Calhoun settled down to keep watch through the night. Murgatroyd snuggled confidingly close to him. There was silence.

But not complete silence. The night of Maris III was filled with tiny noises, and some not so faint. There were little squeaks which seemed to come from all directions, including overhead. There were chirpings which were definitely at ground level. There was a sound like effortful grunting in the direction of the hills. In the lowlands there was a rumbling which moved very slowly from one place to another. By its rate of motion, Calhoun guessed that a pack or herd of small animals was making a night journey and uttering deep-bass noises as it traveled.

He debated certain grim possibilities. The man he'd killed had had a ground-car key in his pocket. He'd probably come out in a powered vehicle. He might have had a companion, and the method of hunting down fugitives—successful, in his case—was probably well established. That companion might come looking for him, so watchfulness was necessary.

Meanwhile, there was the plague. The idea of synergy was still most plausible. Suppose the toxins—the poisonous metabolic products—of two separate kinds of bacteria combined to lessen the ability of the blood to carry oxygen and scavenge away carbon dioxide? It would be extremely difficult to identify the pair, and the symptoms would be accounted for.
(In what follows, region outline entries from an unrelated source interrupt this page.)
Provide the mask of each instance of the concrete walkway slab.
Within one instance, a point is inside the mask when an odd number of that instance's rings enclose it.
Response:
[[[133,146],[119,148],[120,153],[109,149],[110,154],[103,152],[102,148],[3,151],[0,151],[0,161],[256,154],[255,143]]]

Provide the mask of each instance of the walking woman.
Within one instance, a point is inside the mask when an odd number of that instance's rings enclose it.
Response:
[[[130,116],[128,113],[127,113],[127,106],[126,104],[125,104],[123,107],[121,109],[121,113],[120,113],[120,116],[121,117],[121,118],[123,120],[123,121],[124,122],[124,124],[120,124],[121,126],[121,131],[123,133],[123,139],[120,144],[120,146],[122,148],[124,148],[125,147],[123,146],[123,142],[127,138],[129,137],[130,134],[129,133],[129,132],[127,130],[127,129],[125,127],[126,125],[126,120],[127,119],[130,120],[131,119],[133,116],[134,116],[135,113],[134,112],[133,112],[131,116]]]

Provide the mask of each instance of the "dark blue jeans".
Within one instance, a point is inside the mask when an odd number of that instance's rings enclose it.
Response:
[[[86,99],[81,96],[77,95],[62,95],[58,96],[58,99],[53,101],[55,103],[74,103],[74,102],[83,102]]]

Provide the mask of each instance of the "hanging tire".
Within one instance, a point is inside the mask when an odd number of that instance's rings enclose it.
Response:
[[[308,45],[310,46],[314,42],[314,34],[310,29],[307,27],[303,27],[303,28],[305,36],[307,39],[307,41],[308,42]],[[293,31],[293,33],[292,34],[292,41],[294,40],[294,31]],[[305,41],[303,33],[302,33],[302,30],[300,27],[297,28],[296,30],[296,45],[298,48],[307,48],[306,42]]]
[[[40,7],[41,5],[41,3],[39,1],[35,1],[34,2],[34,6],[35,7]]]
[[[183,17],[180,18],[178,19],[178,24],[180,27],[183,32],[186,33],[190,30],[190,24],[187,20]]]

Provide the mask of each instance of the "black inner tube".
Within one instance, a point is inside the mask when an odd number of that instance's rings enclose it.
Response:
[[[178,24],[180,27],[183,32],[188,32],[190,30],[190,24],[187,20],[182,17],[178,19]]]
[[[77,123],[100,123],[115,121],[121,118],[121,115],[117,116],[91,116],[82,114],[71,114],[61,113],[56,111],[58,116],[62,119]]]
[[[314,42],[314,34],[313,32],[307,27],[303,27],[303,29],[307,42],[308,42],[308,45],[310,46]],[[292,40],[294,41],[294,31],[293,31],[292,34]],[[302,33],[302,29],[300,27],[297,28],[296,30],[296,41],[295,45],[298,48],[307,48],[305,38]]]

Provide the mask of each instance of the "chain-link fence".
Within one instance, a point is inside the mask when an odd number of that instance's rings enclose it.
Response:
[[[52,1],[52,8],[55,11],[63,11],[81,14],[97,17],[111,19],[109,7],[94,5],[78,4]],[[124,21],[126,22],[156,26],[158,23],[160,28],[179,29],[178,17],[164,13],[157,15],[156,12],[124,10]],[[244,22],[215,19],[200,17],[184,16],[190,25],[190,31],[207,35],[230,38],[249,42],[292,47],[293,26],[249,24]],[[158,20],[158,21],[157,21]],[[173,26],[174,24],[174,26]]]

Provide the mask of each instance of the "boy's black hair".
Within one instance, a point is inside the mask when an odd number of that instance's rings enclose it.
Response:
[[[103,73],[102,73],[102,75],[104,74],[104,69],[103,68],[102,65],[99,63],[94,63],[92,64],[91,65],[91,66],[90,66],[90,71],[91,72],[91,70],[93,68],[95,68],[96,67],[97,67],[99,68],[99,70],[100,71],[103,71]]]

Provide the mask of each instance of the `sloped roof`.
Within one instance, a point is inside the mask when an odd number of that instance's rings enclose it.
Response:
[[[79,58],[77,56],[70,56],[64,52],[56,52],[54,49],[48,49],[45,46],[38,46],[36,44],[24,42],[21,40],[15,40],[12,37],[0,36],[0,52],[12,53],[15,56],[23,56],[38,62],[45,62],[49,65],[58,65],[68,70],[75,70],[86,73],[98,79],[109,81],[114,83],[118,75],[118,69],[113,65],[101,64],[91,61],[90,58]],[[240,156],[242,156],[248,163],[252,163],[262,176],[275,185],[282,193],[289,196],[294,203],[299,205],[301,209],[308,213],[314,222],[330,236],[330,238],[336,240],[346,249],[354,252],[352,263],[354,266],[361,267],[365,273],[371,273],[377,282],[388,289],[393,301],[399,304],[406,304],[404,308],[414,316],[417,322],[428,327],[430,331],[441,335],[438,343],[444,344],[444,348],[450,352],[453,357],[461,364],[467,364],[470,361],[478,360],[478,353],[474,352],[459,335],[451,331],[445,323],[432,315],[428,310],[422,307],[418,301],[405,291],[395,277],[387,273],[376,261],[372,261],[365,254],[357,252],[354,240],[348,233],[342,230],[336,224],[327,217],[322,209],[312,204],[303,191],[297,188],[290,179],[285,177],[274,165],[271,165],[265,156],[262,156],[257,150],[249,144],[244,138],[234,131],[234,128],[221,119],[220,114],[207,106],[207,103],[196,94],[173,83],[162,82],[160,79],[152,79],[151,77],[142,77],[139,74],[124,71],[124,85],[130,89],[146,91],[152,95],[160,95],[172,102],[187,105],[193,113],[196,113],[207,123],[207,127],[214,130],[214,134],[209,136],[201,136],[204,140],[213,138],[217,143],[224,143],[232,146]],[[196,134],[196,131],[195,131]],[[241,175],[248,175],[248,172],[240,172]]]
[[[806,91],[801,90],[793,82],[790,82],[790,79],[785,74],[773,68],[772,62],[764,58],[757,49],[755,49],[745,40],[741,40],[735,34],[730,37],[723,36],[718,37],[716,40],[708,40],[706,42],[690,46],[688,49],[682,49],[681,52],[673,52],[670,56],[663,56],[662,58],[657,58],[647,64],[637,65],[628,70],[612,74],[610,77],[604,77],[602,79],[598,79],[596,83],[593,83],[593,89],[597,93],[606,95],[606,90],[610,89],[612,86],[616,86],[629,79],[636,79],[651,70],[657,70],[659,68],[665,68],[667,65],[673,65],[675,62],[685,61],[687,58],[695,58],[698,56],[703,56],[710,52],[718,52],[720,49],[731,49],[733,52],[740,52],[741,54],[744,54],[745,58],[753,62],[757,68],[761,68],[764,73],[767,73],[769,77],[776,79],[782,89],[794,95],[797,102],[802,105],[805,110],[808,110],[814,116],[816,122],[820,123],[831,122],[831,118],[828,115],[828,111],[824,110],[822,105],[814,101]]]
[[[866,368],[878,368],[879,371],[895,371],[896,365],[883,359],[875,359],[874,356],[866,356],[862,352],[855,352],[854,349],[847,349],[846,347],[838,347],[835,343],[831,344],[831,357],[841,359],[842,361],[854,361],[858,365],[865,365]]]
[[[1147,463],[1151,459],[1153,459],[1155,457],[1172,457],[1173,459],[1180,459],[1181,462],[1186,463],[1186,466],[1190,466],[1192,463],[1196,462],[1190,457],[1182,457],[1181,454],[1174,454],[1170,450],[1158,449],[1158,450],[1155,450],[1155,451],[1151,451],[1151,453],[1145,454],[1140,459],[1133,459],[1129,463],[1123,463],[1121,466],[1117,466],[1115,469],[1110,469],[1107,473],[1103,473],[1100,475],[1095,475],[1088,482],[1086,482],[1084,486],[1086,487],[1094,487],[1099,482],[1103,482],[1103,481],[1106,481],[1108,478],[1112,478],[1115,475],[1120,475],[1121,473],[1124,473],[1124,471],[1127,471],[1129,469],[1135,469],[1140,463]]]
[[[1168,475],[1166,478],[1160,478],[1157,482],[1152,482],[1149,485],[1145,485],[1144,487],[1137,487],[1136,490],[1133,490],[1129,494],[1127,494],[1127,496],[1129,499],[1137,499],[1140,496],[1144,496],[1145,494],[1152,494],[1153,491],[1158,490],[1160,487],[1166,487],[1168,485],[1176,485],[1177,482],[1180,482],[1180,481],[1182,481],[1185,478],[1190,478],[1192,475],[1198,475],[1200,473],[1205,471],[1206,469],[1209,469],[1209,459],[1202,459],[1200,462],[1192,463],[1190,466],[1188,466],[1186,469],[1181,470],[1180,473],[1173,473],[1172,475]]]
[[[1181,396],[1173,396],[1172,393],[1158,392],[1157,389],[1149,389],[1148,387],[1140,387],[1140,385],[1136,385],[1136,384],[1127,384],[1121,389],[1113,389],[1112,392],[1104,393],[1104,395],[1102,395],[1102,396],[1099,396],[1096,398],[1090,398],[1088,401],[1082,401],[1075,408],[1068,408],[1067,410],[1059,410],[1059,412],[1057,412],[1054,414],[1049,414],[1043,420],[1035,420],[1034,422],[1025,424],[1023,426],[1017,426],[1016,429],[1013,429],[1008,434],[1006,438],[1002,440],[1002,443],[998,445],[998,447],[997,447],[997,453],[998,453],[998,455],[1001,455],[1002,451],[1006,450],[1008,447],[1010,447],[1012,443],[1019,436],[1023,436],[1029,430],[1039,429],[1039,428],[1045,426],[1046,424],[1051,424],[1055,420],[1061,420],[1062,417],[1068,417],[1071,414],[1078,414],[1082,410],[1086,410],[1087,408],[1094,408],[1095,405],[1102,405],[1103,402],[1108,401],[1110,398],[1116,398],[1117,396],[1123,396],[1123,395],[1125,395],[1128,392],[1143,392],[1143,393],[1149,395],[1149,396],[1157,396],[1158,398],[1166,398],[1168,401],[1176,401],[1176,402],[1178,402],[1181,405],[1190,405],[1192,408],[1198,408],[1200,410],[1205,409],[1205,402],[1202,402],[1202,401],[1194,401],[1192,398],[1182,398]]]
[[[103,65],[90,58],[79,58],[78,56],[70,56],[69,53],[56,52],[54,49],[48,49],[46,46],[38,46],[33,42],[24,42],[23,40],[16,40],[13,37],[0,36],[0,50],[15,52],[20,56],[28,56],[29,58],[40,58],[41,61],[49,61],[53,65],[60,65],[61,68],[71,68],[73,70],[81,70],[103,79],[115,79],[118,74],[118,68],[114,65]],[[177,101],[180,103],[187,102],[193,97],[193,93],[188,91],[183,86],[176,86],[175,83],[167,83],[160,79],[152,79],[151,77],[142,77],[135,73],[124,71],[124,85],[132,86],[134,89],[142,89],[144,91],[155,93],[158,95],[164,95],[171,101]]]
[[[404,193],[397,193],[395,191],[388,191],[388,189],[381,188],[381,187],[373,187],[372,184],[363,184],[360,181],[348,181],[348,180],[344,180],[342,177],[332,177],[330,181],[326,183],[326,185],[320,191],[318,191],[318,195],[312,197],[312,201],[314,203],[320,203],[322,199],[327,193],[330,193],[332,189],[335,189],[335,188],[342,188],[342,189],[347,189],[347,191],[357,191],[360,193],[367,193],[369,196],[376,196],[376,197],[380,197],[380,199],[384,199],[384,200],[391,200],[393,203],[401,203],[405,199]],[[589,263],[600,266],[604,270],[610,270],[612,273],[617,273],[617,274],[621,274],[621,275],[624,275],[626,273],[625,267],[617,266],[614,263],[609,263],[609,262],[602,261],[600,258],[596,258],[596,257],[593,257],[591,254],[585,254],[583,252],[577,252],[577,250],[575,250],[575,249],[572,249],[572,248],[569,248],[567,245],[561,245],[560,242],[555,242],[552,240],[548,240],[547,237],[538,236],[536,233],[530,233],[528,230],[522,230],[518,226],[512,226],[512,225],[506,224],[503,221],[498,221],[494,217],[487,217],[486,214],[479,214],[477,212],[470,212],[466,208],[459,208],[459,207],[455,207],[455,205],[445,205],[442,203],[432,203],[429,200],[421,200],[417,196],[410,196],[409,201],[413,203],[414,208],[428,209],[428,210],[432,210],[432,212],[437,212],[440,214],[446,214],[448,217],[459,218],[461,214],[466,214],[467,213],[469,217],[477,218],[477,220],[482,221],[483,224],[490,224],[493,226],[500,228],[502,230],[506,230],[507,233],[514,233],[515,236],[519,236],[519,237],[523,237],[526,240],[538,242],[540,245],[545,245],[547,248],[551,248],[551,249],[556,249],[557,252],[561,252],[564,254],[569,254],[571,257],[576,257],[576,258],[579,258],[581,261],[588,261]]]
No pure culture of any organism to be found would give the plague. Each, by itself, would be harmless. Only a combination of the two would be injurious. And if so much was assumed, and the blood lost its capacity to carry oxygen, mental listlessness would be the first symptom of all. The brain requires a high oxygen level in its blood supply if it is to work properly. Let a man's brain be gradually, slowly, starved of oxygen and all the noted effects would follow. His other organs would slow down, but at a lesser rate. He would not remember to eat. His blood would still digest food and burn away its own fat—though more and more sluggishly, while his brain worked only foggily. He would become only semiconscious, and then there would come a time of coma when unconsciousness claimed him and his body lived on only as an idling machine, until it ran out of fuel and died.